L'agricoltura veneta succube delle multinazionali OGM Dopo la decisione di Bruxelles di lasciare liberi gli stati di decidere sull'introduzione degli organismi geneticamente modificati, il commento del Presidente del Veneto "Sono visceralmente contro gli OGM", dice l'ex ministro all'Agricoltura. "L'Europa è ostaggio delle multinazionali. In Veneto non entreranno mai".

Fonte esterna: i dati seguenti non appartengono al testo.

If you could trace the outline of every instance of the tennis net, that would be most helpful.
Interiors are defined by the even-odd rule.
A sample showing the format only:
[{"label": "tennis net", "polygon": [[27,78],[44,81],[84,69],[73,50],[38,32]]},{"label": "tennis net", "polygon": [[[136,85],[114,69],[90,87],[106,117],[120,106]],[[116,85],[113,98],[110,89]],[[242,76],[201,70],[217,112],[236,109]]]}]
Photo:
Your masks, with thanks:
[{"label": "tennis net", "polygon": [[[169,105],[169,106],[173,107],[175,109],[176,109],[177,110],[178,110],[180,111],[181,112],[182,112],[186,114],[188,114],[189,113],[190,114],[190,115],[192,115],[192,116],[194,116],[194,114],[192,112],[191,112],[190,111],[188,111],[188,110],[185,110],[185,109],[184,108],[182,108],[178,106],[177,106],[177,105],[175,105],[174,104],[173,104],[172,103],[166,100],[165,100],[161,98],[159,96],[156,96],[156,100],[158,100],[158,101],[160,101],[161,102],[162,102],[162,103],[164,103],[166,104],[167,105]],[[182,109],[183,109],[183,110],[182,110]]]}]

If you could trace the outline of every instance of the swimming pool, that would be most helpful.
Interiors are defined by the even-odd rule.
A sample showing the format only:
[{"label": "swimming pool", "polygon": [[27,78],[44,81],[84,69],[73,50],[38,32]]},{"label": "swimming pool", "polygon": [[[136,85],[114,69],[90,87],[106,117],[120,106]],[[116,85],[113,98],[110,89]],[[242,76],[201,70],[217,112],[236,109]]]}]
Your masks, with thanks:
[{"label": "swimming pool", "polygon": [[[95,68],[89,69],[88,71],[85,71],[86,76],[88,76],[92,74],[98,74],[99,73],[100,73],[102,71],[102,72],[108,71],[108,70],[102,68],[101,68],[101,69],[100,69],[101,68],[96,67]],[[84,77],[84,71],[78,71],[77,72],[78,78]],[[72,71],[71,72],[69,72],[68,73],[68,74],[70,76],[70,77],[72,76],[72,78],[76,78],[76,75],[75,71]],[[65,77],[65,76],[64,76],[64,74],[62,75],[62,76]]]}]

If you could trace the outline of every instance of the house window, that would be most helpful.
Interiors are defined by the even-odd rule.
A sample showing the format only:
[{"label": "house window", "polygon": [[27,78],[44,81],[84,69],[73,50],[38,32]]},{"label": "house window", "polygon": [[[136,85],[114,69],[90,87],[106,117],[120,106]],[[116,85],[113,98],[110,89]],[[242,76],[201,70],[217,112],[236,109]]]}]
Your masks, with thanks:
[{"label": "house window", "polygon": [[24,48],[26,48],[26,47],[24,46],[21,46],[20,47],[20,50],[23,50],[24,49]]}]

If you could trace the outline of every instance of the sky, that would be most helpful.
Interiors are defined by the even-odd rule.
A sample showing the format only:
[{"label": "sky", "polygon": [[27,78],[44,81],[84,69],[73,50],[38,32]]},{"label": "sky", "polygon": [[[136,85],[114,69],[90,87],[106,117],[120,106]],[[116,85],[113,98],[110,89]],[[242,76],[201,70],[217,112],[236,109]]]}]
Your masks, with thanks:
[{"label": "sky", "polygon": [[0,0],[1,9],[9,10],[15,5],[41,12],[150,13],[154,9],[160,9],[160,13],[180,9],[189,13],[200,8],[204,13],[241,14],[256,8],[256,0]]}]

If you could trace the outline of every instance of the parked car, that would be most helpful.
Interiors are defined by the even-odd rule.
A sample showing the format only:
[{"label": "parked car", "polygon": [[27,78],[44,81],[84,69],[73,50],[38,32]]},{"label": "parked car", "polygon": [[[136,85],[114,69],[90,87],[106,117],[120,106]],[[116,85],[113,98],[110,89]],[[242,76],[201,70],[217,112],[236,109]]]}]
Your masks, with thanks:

L'Europa abbandona l'idea di indicare una regola comune a tutti gli stati sugli OGM, gli organismi geneticamente modificati da usare in agricoltura. Ogni stato farà da sé. E in Italia il ministro dell'Agricoltura Galan si dice possibilista, se non apertamente favorevole.
Ma l'opinione del presidente del Veneto Luca Zaia, ex ministro all'Agricoltura, è completamente diversa. "La decisione della UE dimostra che su queste partite l'Europa non esiste, è ostaggio delle multinazionali che tentano l'ultimo colpo di coda lasciando gli stati liberi di decidere. Ma i cittadini europei non vogliono gli OGM. Anche dal Veneto faremo battaglia perché gli OGM non entrino mai nel nostro Paese".

Secondo Zaia, non solo il 75% dei cittadini italiani è contrario agli OGM, ma anche gli agricoltori non li vogliono. "E non è affatto vero", prosegue, "che chi coltiva OGM guadagna di più. E non sono innocui, abbiamo visto che in Germania è stata sospesa la coltivazione di un mais transgenico perché dava problemi di tumori alle cavie da laboratorio. E non risolve la fame nel mondo, perché la produzione non viene certo regalata a chi non ha cibo. Scegliere gli OGM significa consegnare l'agricoltura alle grandi multinazionali. In Veneto non passeranno mai".

"Io sono visceralmente contro gli OGM", conclude Zaia, "perché è prova provata il fatto che non diano più reddito agli agricoltori e non risolvano affatto i problemi che si dice dovrebbero risolvere".